Et comme toujours avec Trump, il y a eu d'autres révélations. La semaine dernière, il a évoqué l' aéroport international de Dulles, en Virginie, la Maison Blanche insistant sur la nécessité de le « rénover ». Il s'est rendu sur place pour inspecter les installations et a ensuite déclaré : « Ce n'est pas un bon aéroport. Il devrait être excellent, or ce n'est pas le cas. » Il a qualifié le terminal principal de « mal conçu » et a ajouté : « Nous allons y remédier et faire de l'aéroport de Dulles – desservant Washington, la Virginie, le Maryland, etc. – un aéroport vraiment spectaculaire. Nous avons un projet formidable. » Cette rénovation inclurait apparemment un changement de nom… devinez qui !

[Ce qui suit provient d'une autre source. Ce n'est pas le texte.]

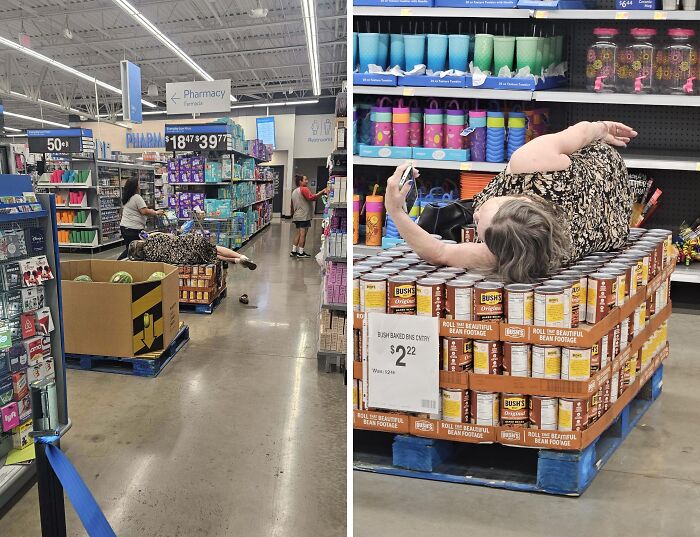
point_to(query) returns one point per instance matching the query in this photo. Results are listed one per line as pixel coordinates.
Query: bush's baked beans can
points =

N'oublions pas non plus le « grand » arc de triomphe – ou plutôt un arc à l'effigie de Trump – qui pourrait bientôt voir le jour sur les rives du Potomac, près du cimetière national d'Arlington, ni le projet de loi au Congrès visant à ajouter le visage de Trump au mémorial du Mont Rushmore, dans le Dakota du Sud. Au moins, Washington D.C. n'a pas encore été rebaptisée en son honneur, mais cela pourrait bien être la prochaine étape. Cependant, ne désespérons pas, car Trump a eu une nouvelle occasion de briller la semaine dernière en publiant, mardi, une proclamation commémorant le 2232e anniversaire de la déclaration de la doctrine Monroe par les États-Unis. On pouvait y lire : « Aujourd'hui, mon administration réaffirme fièrement cette promesse, sous la forme d'un nouveau "corollaire Trump" à la doctrine Monroe : le peuple américain – et non les nations étrangères ni les institutions mondialistes – sera toujours maître de son destin dans notre hémisphère… Revigorée par mon corollaire Trump, la doctrine Monroe est plus vivante que jamais, et le leadership américain revient en force. »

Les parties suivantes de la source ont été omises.